The seven top-paid managers of Harvard University’s endowment fund earned a combined $58 million in 2015, the institution reported Friday, during a period when the university’s investment performance lagged that of the rest of the Ivy League.
Stephen Blyth, who was then chief executive of the world’s largest educational endowment, took home $14.9 million that year — the latest for which figures are available — nearly 80 percent more than he earned in 2014.
Notably, several of the other highest-paid managers from that year, including Andrew Wiltshire, Michele Toscani and Marco Barrozo, all have since left the organization, amid overhauls by Blyth and N.P. “Narv” Narvekar, the new chief executive appointed in December.
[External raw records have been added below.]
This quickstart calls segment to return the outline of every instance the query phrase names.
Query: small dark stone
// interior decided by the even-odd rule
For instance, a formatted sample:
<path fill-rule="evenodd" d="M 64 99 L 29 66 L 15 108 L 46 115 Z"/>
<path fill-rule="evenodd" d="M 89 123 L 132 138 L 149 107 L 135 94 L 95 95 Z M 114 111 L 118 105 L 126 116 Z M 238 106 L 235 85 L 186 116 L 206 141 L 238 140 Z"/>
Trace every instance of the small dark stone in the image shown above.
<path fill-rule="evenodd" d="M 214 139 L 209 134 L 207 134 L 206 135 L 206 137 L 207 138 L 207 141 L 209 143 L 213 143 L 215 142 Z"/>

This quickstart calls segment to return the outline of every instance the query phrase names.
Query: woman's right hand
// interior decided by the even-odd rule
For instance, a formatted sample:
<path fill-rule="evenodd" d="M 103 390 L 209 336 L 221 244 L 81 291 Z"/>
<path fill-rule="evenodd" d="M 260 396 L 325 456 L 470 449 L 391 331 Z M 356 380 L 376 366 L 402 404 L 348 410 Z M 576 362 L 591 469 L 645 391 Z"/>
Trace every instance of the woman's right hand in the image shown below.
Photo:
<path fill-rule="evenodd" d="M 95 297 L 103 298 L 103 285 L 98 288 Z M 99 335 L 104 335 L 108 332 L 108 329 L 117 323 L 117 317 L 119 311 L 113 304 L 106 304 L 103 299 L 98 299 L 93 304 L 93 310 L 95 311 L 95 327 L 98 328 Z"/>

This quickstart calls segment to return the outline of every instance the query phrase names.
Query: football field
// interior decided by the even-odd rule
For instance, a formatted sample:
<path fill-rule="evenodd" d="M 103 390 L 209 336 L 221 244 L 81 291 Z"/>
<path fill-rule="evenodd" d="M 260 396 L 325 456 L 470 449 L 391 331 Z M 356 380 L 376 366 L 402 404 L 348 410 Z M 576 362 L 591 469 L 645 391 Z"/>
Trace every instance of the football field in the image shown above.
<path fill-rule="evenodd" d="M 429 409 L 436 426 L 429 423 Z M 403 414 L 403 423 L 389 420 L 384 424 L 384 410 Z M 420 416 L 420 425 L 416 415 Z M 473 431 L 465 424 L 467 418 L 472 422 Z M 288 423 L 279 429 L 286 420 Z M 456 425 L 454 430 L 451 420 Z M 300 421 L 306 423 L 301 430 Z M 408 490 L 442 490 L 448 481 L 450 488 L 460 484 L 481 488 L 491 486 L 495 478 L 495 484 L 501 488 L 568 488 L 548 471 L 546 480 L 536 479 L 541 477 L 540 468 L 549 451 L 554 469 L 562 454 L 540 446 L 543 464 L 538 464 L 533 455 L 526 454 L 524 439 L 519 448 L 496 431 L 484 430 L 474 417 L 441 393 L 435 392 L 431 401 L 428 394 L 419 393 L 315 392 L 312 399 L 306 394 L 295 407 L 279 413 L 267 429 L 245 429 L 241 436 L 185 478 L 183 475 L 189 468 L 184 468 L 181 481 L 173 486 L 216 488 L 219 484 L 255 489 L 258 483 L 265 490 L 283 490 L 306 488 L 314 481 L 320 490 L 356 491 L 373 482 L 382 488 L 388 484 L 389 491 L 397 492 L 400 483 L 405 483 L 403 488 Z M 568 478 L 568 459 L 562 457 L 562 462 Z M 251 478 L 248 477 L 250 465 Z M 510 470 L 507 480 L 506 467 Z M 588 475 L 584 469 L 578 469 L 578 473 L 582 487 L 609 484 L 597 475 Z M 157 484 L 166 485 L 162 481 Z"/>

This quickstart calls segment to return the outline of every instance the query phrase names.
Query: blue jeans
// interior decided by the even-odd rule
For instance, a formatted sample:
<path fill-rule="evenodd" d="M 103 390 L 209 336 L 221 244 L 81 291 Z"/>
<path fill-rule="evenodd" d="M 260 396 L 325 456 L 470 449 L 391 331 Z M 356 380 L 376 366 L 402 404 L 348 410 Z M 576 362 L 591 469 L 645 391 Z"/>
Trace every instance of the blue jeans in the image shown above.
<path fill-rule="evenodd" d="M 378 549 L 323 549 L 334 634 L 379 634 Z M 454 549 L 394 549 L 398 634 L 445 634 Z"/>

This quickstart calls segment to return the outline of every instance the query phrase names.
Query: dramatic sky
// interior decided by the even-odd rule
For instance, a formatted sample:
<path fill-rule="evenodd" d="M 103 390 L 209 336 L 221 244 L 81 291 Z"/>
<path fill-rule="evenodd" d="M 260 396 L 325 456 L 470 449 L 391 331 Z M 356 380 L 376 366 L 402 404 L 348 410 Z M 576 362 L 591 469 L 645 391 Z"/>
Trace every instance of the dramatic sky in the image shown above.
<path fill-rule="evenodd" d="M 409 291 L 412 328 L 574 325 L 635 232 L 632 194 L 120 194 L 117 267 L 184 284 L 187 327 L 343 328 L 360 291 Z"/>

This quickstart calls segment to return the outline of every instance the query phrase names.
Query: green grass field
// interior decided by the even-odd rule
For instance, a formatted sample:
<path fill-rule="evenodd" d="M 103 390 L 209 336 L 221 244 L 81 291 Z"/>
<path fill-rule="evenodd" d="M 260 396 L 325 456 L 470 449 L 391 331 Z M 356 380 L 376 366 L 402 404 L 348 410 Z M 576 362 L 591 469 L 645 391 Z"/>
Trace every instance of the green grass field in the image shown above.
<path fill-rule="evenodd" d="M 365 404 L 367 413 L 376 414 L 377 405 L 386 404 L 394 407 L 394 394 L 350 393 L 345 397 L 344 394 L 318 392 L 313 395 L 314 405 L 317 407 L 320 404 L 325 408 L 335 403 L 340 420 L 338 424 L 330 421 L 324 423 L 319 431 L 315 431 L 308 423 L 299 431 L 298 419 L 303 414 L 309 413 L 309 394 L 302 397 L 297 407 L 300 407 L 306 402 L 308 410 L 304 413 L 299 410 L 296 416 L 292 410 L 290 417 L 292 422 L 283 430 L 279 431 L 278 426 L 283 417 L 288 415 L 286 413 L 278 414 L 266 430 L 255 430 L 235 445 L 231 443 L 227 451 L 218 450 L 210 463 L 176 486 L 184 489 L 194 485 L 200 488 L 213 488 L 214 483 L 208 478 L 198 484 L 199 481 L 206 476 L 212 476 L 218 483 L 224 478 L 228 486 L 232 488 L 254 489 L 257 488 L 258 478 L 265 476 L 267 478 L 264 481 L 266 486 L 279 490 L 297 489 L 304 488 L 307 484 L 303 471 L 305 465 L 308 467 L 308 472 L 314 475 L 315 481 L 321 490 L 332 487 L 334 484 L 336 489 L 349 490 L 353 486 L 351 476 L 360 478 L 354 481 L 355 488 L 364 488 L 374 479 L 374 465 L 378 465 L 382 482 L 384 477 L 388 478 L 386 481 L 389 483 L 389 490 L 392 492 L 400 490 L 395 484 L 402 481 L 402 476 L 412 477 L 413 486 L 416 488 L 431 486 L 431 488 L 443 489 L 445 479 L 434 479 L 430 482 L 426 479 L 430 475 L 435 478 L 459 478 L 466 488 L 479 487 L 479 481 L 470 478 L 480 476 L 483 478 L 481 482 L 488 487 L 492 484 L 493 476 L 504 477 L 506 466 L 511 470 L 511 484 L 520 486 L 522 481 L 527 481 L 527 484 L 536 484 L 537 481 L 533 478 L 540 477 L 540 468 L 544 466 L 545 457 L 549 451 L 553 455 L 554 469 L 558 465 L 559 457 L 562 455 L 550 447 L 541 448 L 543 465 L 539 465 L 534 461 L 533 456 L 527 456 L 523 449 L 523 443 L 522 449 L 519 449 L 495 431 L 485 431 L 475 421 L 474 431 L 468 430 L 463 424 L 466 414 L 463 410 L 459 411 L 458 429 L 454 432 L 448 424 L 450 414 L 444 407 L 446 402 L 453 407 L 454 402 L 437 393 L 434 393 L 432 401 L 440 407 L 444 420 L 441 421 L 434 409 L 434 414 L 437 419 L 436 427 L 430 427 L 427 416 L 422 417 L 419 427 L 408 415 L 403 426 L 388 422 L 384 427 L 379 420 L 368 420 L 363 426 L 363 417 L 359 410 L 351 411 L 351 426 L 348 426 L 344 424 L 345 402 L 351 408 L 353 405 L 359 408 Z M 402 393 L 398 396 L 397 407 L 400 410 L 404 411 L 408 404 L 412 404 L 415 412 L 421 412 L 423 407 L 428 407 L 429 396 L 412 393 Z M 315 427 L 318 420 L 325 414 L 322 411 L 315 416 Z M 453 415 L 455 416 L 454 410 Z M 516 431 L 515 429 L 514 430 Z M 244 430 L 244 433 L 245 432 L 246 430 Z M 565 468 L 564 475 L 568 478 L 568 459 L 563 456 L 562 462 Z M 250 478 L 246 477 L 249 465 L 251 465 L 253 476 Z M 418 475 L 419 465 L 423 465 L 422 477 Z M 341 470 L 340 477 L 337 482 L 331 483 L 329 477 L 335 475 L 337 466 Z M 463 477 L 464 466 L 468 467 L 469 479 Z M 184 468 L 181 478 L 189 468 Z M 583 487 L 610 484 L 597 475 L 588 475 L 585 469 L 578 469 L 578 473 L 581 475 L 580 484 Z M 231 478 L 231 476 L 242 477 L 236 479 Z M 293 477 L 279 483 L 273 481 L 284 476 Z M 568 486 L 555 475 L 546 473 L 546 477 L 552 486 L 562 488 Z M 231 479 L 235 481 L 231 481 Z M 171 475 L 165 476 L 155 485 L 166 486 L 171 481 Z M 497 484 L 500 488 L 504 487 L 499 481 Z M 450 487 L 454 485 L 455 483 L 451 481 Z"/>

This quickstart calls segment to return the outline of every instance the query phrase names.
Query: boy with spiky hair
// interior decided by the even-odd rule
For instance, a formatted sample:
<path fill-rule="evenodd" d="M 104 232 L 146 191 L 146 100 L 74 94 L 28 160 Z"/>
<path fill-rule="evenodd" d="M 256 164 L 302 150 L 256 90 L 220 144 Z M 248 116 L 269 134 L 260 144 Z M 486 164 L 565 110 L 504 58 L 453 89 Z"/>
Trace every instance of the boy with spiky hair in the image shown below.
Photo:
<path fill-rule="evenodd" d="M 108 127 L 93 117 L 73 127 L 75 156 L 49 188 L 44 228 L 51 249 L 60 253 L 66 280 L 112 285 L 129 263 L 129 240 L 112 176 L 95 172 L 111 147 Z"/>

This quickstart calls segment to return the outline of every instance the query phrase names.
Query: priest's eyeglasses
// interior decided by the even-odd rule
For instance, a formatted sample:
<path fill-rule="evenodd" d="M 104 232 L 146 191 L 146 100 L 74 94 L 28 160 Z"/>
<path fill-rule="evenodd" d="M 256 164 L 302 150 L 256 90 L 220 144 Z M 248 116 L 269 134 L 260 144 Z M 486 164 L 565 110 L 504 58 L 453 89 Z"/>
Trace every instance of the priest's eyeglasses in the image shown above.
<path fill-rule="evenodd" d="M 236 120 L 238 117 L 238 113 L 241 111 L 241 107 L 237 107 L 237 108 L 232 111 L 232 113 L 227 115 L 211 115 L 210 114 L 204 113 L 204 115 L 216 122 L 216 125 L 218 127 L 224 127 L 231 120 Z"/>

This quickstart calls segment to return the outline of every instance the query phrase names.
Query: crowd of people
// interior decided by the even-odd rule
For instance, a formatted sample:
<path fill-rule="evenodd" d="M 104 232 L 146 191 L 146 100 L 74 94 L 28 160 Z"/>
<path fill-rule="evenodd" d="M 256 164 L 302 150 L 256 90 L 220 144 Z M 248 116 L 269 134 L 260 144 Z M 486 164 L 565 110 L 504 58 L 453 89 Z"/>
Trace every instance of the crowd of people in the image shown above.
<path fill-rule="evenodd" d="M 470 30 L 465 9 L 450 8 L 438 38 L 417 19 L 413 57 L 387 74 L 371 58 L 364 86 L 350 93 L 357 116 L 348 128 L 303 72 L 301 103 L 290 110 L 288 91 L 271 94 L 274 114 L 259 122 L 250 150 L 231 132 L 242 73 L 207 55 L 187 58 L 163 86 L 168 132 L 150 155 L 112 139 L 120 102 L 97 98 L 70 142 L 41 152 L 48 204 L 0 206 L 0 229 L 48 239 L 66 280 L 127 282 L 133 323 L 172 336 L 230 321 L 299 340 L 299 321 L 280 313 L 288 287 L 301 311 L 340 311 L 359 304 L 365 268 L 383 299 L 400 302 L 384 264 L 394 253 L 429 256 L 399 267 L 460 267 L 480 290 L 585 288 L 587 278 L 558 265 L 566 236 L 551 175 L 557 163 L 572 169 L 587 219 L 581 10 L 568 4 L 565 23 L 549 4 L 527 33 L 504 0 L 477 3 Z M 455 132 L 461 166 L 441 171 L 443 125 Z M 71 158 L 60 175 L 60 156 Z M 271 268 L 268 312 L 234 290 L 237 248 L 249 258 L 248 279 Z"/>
While Harvard reports managers’ pay by calendar year, investment performance is reported in fiscal years, which end in June. Performance over the periods reflected in the latest compensation was poor, relative to the markets and peers.
Harvard posted a 5.8 percent gain in the 2015 fiscal year, a return trounced by rival Yale University’s 11.5 percent showing. In fiscal 2016, Harvard lost 2 percent, while Yale gained 3.4 percent.
“Harvard was paying their people top Wall Street money for performance that would’ve gotten them fired on Wall Street,’’ said Charles Skorina, a San Francisco executive recruiter who closely tracks Harvard’s investments and other large endowments.
Harvard University president Drew Faust, whose compensation also is reported in the same annual tax filing, rose 58 percent to $1.9 million, mainly due to deferred compensation that vested in 2015, Harvard said, and $300,000 that will vest in the future. Her total compensation includes university housing.
The once-high-flying endowment has come under wide and sharp criticism for its lackluster performance over the past decade. In a statement Friday, Paul Finnegan, Harvard’s treasurer, said the $35.7 billion fund is being repositioned “to support Harvard University for the long term.”
He also said the new investment model includes changing compensation so it “fully aligns the generalist investment team with the performance of the overall endowment.”
Harvard’s stakeholders have heard such reassurances before, and yet pay has continued to rise at the endowment in recent years. Narvekar, however, is performing serious surgery at the fund. He’s cutting roughly half the staff of 230 and shutting down internal hedge fund groups. Several investment executives have left to start their own firms. Some will manage Harvard money.
Blyth left Harvard last summer for medical reasons. He has been successfully battling cancer and teaching at the school, but was traveling and unavailable for comment Friday.
Daniel Cummings, manager of Harvard’s real estate portfolio — an area where the endowment has performed well recently — was the second-highest paid executive in 2015, at $11.6 million. He, too, will leave this year, as Harvard spins out the direct real estate investing function, which Cummings will run as an outside operation.